¡Bum!
Tras el fuerte estampido, Jaime retrocedió unos pasos, pero Primo no se movió ni un milímetro.
El público se quedó boquiabierto.
Si Jaime no podía vencer ni a un solo miembro de la Túnica de Plata Negra, era muy poco probable que pudiera derrotar a la Alianza de Guerreros.
Si los siete miembros de Túnica de Plata Negra se unían, Jaime sería molido a palos.
Primo miró a Jaime con un destello de desprecio en los ojos y resopló con frialdad.
—En verdad tienes valor para desafiar a la Alianza de Guerreros. La Secta Duval no es ni de lejos tan poderosa como pareces creer. Sólo yo tengo la capacidad de destituirla en cualquier momento. Si te rindes y vienes conmigo, te dejaré marchar con tu dignidad intacta. Si te niegas a rendirte, entonces no me importará darte una paliza antes de arrastrarte fuera de la arena como a un perro derrotado.
No se contuvo y advirtió a Jaime, ya que su intercambio anterior había aumentado su confianza.

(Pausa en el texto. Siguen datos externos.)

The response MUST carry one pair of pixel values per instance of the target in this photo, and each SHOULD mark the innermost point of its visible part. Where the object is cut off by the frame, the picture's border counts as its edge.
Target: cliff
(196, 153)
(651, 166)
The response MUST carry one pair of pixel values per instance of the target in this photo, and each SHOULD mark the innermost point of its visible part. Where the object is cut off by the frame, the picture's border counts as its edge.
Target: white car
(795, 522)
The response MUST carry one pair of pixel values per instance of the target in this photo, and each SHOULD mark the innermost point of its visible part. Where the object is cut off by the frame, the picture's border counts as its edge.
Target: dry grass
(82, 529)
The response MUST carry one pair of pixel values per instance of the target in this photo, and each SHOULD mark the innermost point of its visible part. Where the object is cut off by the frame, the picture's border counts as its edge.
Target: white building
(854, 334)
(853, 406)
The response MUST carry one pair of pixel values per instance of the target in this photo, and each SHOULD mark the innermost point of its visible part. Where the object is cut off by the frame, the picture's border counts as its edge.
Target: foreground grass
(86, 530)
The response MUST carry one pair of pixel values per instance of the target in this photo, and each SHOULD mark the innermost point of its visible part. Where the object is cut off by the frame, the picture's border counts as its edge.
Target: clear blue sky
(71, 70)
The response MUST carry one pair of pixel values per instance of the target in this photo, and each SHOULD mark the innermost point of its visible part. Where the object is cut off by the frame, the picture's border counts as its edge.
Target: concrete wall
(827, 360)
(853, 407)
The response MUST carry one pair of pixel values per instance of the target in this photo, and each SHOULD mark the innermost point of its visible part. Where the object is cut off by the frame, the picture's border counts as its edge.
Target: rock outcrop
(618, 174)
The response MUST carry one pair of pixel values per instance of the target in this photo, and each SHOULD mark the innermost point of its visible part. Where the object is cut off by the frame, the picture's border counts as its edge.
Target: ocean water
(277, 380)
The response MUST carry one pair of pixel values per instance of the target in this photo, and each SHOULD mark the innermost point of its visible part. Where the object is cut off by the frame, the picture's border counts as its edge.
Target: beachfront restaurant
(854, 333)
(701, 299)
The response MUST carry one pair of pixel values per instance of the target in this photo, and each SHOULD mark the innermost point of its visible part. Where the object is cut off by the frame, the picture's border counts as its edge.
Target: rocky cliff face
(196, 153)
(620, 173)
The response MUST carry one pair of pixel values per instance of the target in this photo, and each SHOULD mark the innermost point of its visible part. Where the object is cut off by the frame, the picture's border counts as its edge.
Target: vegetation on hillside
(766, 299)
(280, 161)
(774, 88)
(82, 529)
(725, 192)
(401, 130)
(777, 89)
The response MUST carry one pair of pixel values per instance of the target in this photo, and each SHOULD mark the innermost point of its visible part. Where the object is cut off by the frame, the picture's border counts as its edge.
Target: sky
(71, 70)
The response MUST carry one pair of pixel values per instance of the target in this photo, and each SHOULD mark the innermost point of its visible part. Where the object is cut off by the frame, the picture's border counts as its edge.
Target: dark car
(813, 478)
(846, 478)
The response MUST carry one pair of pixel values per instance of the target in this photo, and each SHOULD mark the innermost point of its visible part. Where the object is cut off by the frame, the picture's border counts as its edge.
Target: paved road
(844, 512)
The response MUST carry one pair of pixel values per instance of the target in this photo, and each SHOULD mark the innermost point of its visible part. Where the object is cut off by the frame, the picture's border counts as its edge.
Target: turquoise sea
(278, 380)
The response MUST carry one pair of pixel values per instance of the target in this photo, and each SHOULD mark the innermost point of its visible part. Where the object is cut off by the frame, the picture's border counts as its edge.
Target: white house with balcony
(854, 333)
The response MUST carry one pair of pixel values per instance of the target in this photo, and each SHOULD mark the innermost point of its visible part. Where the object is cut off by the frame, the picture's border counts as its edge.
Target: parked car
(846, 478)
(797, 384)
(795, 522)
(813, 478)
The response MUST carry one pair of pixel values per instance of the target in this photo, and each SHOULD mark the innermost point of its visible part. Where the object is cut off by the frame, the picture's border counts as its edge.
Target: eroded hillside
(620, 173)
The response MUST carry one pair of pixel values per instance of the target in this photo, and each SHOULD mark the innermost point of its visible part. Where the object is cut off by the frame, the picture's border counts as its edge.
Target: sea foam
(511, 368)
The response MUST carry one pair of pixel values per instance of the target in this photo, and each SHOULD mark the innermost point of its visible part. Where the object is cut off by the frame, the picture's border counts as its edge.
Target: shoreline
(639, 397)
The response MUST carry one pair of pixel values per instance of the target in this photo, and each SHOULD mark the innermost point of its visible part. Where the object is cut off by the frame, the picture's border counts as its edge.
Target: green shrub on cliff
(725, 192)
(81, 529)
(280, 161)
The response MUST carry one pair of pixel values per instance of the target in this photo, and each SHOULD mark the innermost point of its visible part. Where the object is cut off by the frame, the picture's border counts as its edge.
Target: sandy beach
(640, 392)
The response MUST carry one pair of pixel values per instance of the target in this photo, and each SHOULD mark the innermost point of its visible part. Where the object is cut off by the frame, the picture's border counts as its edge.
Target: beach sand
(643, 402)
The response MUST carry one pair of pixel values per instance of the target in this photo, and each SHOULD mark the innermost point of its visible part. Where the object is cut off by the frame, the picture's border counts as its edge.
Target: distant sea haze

Jaime soltó una leve risita.
—¿Tan seguro estás de derrotarme?
—Esto no tiene nada que ver con la confianza. Tengo la capacidad para hacerlo. Si los siete unimos nuestras manos, te haremos pedazos —declaró Primo. Sus labios se curvaron en una mueca.
Su mirada estaba llena de desdén y una pizca de burla.
—Entonces vengan todos a la vez. Estoy desafiando a la Alianza de Guerreros, así que deberían unirse. Para mí es una pérdida de tiempo matarlos uno a uno —dijo Jaime con frialdad.
Los siete miembros de la Túnica de Plata Negra se quedaron atónitos al escuchar aquello.
Ninguno de ellos había esperado que Jaime tuviera las agallas de pedirles que se le echaran encima todos a la vez.
«¡Qué arrogancia! ¡Ni siquiera nos toma en serio!».
—¡Jaime, mocoso! ¡Ni siquiera sabes cuál es tu sitio! ¡Qué arrogante! —gritó Secundus.
Primo permaneció imperturbable. En su lugar, una sonrisa jugueteó en las comisuras de sus labios mientras hablaba.
—Jaime, deja que te aclare una cosa. Puedo ver a través de tu plan. Esperas que, si te atacamos todos juntos, puedas usar nuestra ventaja numérica en nuestra contra y pintarnos como matones. De esa manera, incluso si pierdes, la Alianza de Guerreros también será criticada por nuestras tácticas deshonrosas. No permitiré que eso suceda. Estoy seguro de que yo solo puedo derrotarte con facilidad.